Data Scientist # 5177652
* Participate in building smart data systems that ingest, model and analyze massive flow of data from online, social, mobile and offline commerce/user activity to set key business attributes for millions of products in real time. You will use cutting edge machine learning, data mining and optimization algorithms underneath it all to analyze all this data on top of Hadoop/HBase/Hive.
* You will have the opportunity to create applications that will impact over 1.5 billion customers in a true global environment. Help invent the next generation of e-commerce; integrated experiences that leverage the store, the web and mobile, with social identity being the glue.
* Apply strong expertise in Java, machine-learning, data mining, and information retrieval to design, prototype, and build the next-generation of client's semantic-based engines and services.

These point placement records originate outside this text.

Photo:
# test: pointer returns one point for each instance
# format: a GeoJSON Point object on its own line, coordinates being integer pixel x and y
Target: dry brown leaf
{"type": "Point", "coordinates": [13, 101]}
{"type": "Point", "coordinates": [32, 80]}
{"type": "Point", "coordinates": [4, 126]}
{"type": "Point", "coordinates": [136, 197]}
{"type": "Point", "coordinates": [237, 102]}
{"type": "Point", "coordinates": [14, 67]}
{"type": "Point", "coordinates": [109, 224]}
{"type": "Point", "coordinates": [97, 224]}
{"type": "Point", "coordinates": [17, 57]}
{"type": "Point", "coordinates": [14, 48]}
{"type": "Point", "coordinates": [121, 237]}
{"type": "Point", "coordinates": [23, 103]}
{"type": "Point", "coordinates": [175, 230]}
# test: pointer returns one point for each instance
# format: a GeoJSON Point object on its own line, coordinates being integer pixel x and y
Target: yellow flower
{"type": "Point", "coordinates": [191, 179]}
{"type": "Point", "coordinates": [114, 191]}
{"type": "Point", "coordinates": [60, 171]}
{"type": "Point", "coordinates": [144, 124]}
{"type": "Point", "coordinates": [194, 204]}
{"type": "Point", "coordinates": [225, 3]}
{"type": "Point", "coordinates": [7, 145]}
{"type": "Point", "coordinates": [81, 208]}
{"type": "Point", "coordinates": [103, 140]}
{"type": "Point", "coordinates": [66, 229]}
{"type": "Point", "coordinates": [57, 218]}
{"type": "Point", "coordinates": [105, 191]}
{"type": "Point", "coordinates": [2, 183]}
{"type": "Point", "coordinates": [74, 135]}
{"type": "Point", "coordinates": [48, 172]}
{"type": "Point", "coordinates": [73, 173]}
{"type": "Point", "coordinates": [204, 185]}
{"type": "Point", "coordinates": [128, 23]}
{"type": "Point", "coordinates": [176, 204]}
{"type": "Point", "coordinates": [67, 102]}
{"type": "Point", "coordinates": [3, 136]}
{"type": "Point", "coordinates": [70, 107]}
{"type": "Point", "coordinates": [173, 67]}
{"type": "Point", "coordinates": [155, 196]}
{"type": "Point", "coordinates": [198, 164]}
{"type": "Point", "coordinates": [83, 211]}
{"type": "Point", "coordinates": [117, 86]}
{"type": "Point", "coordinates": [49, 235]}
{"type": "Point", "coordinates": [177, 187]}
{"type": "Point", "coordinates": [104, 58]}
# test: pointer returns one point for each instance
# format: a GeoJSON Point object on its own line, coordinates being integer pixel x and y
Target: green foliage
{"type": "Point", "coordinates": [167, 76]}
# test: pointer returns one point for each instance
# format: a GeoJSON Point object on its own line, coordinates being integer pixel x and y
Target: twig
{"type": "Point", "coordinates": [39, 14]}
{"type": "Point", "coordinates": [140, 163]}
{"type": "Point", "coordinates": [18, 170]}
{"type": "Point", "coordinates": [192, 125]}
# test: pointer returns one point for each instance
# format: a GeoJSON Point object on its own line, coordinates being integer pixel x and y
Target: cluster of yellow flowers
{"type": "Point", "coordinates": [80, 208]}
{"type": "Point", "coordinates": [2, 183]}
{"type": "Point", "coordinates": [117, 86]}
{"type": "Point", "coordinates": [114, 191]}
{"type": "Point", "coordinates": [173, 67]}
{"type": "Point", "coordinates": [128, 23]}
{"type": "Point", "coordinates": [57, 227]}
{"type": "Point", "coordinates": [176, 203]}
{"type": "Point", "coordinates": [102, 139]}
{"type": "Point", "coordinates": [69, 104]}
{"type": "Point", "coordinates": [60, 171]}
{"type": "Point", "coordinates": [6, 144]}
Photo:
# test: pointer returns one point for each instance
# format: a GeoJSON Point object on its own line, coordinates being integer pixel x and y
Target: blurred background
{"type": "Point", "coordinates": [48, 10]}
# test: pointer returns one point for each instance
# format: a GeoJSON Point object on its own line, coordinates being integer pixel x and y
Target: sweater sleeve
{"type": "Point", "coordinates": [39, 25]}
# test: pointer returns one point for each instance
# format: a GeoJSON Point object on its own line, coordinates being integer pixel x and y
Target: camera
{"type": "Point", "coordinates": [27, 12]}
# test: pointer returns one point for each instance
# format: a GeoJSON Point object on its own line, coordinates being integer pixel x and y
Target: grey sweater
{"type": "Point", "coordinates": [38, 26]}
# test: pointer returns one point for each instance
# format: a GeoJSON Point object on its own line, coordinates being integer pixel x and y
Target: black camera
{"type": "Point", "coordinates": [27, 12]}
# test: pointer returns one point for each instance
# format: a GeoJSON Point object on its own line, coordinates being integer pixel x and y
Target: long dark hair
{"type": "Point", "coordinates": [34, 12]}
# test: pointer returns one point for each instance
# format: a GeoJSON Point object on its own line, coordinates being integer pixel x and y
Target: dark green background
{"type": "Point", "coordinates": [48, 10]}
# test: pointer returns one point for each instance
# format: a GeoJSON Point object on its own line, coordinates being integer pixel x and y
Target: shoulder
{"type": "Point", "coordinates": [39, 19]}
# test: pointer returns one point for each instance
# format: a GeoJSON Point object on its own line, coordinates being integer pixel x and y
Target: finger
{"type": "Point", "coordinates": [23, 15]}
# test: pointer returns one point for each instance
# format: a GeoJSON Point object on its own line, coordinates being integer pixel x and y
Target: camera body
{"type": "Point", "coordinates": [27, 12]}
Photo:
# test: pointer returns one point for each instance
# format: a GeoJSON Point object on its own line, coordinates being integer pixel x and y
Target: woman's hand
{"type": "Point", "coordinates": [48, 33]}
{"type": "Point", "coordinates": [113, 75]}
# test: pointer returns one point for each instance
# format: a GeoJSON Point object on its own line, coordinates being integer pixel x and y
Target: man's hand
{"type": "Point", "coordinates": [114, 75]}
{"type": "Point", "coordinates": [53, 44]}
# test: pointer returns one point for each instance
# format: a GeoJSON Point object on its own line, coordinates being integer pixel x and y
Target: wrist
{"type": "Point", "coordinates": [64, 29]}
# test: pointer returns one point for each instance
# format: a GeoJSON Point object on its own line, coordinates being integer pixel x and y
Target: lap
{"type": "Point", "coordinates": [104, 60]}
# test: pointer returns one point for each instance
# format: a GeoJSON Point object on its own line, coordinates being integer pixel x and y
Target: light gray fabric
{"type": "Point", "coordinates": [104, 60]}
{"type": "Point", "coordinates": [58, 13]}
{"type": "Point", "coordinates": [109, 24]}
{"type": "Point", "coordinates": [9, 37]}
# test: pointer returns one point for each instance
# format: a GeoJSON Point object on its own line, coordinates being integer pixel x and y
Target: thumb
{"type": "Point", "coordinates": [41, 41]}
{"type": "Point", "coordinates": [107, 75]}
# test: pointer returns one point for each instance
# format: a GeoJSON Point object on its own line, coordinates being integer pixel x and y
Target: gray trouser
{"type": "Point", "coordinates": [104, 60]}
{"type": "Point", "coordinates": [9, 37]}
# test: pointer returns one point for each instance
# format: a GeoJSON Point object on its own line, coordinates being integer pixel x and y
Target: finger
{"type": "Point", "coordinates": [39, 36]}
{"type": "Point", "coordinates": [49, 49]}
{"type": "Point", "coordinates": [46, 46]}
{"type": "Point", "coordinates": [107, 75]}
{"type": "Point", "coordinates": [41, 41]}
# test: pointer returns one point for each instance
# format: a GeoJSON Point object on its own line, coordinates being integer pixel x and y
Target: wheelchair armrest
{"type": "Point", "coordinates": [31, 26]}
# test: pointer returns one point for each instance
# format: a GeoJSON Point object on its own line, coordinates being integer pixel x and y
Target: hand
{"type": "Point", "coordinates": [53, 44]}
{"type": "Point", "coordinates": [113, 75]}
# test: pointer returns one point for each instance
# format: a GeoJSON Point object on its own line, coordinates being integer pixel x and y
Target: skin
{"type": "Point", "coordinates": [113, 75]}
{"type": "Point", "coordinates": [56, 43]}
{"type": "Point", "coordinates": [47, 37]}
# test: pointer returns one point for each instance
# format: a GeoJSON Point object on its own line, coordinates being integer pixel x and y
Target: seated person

* Build next-generation search and natural language interfaces that apply semantic technology to match user intent and interests with products.
Following are important skills
- MapReduce - must
- Hive - must
- Python - must
- SQL - must
- Machine Learning is great
- Data Sanitation
- Automation and transformation of data
* PhD in Computer Science, Statistics or related field; OR a Master’s degree or equivalent in Computer Science, Statistics or related field and 2 years of related experience.
* Knowledge of machine learning, information retrieval, data mining, statistics, NLP or related field.
* Programming skills in one of the following languages: Java, Scala, C/C++.
* Knowledge of one of the scripting languages such as Python or Perl.
* Experience analyzing and interpreting the results of product experiments. Knowledge of statistical languages such as R.
* Experience working with large data sets and distributed computing tools (Map/Reduce, Hadoop, Hive, or Spark).
* Working knowledge of Relational Data Base Systems and SQL.
* Experience managing end-to-end machine learning pipeline from data exploration, feature engineering, model building, performance evaluation, and online testing with big data set.
* Prior experience in this area with eCommerce or Online Retail would be a plus.
* Knowledge of PIG, UDFs and Hadoop streaming is required.
* Preferred US education.
* Proven experience working with big data in a Fortune 1000 (especially if it is a technology) company.
* Predictive modeling is a plus.